The dominance of AI transformers may soon be challenged as researchers search for new architectures that can overcome the technical limitations they face. Transformers, such as those used in OpenAI’s Sora and text-generating models like Claude and Gemini, struggle with processing and analyzing vast amounts of data, leading to increased power consumption and infrastructure demands.
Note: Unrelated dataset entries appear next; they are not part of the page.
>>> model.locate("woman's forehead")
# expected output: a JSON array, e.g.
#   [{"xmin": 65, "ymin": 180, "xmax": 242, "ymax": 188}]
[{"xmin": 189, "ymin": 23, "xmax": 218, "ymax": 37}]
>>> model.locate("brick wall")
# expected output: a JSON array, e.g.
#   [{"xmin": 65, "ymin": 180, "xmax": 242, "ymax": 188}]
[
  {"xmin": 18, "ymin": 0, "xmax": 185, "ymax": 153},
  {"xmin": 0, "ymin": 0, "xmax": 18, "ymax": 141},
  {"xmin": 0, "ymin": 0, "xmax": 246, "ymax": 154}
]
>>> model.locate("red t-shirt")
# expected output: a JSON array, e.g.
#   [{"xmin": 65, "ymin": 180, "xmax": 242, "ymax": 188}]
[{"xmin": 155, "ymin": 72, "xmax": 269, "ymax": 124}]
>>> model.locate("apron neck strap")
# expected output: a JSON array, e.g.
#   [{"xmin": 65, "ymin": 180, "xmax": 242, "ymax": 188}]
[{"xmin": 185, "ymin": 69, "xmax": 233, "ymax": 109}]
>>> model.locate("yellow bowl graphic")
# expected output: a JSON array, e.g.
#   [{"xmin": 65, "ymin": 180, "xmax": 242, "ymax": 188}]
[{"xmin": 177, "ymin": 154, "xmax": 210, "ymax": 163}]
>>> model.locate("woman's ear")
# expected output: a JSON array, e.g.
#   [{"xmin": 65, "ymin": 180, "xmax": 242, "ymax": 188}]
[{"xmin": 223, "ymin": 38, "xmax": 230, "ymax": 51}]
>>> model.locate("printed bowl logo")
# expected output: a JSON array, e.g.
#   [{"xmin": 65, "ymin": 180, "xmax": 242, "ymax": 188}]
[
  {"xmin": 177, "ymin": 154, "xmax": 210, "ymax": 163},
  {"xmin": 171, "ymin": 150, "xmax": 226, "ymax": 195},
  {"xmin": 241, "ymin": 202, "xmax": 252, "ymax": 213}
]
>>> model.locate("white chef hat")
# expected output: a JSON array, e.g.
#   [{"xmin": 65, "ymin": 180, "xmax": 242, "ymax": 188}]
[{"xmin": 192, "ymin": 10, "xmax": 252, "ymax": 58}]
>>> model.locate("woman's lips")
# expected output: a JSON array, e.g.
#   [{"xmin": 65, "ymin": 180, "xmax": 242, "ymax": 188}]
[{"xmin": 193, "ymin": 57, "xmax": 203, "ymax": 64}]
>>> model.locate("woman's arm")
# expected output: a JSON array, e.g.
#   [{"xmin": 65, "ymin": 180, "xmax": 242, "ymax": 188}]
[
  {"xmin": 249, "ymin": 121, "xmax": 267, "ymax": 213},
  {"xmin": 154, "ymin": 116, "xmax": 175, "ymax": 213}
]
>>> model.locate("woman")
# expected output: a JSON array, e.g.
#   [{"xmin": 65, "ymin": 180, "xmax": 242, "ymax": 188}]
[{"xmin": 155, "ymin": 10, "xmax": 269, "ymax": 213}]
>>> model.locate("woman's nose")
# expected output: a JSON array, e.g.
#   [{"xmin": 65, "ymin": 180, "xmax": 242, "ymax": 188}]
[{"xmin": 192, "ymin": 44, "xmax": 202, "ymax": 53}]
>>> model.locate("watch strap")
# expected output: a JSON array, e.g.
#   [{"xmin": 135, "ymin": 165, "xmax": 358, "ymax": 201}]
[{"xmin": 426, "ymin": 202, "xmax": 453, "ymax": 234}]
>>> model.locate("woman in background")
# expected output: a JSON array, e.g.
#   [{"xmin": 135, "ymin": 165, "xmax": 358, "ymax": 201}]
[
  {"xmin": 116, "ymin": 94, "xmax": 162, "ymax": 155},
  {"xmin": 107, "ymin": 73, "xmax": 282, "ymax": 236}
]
However, a promising architecture known as test-time training (TTT) has been proposed by researchers from Stanford, UC San Diego, UC Berkeley, and Meta. TTT models claim to process more data than transformers while consuming less compute power.
Transformers rely on a “hidden state” as a fundamental component, which is essentially a long list of data. As the transformer processes information, it adds entries to the hidden state to remember what it has processed. However, this hidden state also poses challenges. For example, to mention a single word about a book it has read, the transformer would have to scan through its entire lookup table, which is computationally demanding. To address this issue, the TTT model replaces the hidden state with a machine learning model nested within the transformer. This allows the TTT model to encode processed data into representative variables called weights, making it highly performant. Unlike transformers, the size of the TTT model’s internal model does not change regardless of the amount of data processed.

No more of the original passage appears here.